Om's Blog

Articles, thoughts, misc

Starting to post again

December 20, 2024 — Om Raheja

I'm back.


I didn't think I would be back. But turns out being reflective has more benefits than I thought.

Since then, my old site omraheja.us.to went out of service and the SSL certificates stopped working. After finding NameCheap's edu offer for a website, I am back on omraheja.me!

It's been longer than 8 months since I've last written anything here. In that time, I started doing whatever interested me and I really learned to embrace failure. After doing LeanGap this summer, I acquired a taste for entrepreneurship.

I've also somewhat lost my interest in finance. Money is interesting, but the financial sector has no impact on the real world. I don't think I'll ever get back to reading SEC pages on companies, but I've started aquarc in the past few months and I might have to learn about all the technical details in there anyway.

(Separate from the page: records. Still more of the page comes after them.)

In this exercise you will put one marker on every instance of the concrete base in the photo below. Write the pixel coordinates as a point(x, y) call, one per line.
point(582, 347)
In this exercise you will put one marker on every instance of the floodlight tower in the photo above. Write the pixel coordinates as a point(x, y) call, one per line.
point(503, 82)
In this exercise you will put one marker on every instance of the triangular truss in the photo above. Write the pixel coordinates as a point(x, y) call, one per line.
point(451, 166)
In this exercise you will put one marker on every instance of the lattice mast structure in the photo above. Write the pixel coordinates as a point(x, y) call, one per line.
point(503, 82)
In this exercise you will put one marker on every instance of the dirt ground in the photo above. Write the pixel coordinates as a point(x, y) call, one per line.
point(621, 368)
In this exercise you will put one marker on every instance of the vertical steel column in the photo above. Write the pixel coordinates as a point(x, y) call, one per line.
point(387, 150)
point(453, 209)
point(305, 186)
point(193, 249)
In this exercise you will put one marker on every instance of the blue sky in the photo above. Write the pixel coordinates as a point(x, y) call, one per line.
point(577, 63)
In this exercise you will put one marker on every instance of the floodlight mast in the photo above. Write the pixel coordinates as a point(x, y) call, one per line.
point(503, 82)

To expand on my work at aquarc, I decided to make an all-in-one platform for high schoolers. Actually, it wasn't my idea. I was working on aviquo but the team wasn't really moving at the pace I wanted it to. That's not to say that the people there aren't smart, just that I needed room to fully expend my random and spontaneous bursts of energy whenever I get them. It's kind of like a car; the entire vehicle moves due to spontaneous explosions happening in the engine. Just that I needed a few more of those to fully get started.

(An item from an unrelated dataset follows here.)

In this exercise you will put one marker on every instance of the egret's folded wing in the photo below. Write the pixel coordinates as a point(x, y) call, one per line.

One of the biggest challenges I'm facing at aquarc is keeping the team culture strong and problem-solving oriented. I have to work with about 10 people which isn't a problem in any way, but I'm going to be out for almost the entire winter break and I can't be there to fix every inconvenience. Most of the people on aquarc's tech team only understand frontend; that forces me to fill in for features like the log-in feature with email verification codes (using raw smtp, of course) or the blog post backend for aquarc. Neither of these are complicated, just that they don't understand the backend enough and don't want to poke around because it seems difficult. But a lot of tasks going forward are going to get more difficult.

To counteract this problem, I want to have my team solve a USACO problem together every week. Seems a little bit odd for a web development team but if I can get them thinking then I've done my job. Let's see what happens.

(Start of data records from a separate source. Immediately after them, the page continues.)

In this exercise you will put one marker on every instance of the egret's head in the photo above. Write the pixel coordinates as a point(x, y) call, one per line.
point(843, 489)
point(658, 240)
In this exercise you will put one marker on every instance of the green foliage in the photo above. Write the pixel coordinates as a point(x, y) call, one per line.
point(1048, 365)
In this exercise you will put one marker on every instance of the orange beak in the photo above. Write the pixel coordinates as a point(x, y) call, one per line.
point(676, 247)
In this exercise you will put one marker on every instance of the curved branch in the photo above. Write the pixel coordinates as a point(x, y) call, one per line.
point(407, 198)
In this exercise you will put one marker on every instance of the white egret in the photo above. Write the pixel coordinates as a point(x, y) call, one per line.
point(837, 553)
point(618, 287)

The problems should lead to better problem solving which should mitigate the second problem, the inability to fit time into their schedules. Our team is composed almost entirely of high schoolers and undergrads and with exams around almost every corner, finding time is difficult. But I'm hoping if I can help them think a little bit they can learn to make ends meet. Not to say they can't "think", just that they need to broaden their perspective MORE. I had the same problem last year with my petition, when I refused to use proprietary services to spread the word. Smart in theory because it is about privacy rights, but in practice it won't work.

That's also partially why I came back to this blog. This entire site is a reflection of my inner minimalism and desire to have the lightest online footprint possible. I've started pruning my old unnecessary accounts from my experimentation phase like Figma, Locofy, or Liberapay. None of those are necessary for my startup now and I understand what I need to keep things moving smoothly.

In the meantime, my tutoring initiative started to take off. CodeAbode's site was updated just today and we have about 15+ leads on our first paying customer. Still a bit sluggish, but the library classes helped a lot. Now that I constructed a team for CodeAbode as well, things should move smoothly.

I've learned a lot about team management. It is really hard, and I have a pile of books on psychology and remote work on my desk. But with practice comes experience and it can only help me in the long run.

The last thing I need to kick into full gear would be my research work at AIOS. Since it's just me working on the current paper, things feel reallly sluggish and progress feels slow. However, once I force myself to move along a little bit things should get much better.

I also want to say that now I will repurpose this blog. I don't expect anyone to find any useful information on here now, instead it will just consist of a random bunch of my thoughts. I am curious as to who's gonna look at this blog, so I might put Google Analytics on here in the future. If you truly love FOSS like I do, you'll have an adblocker and probably be reading through w3m.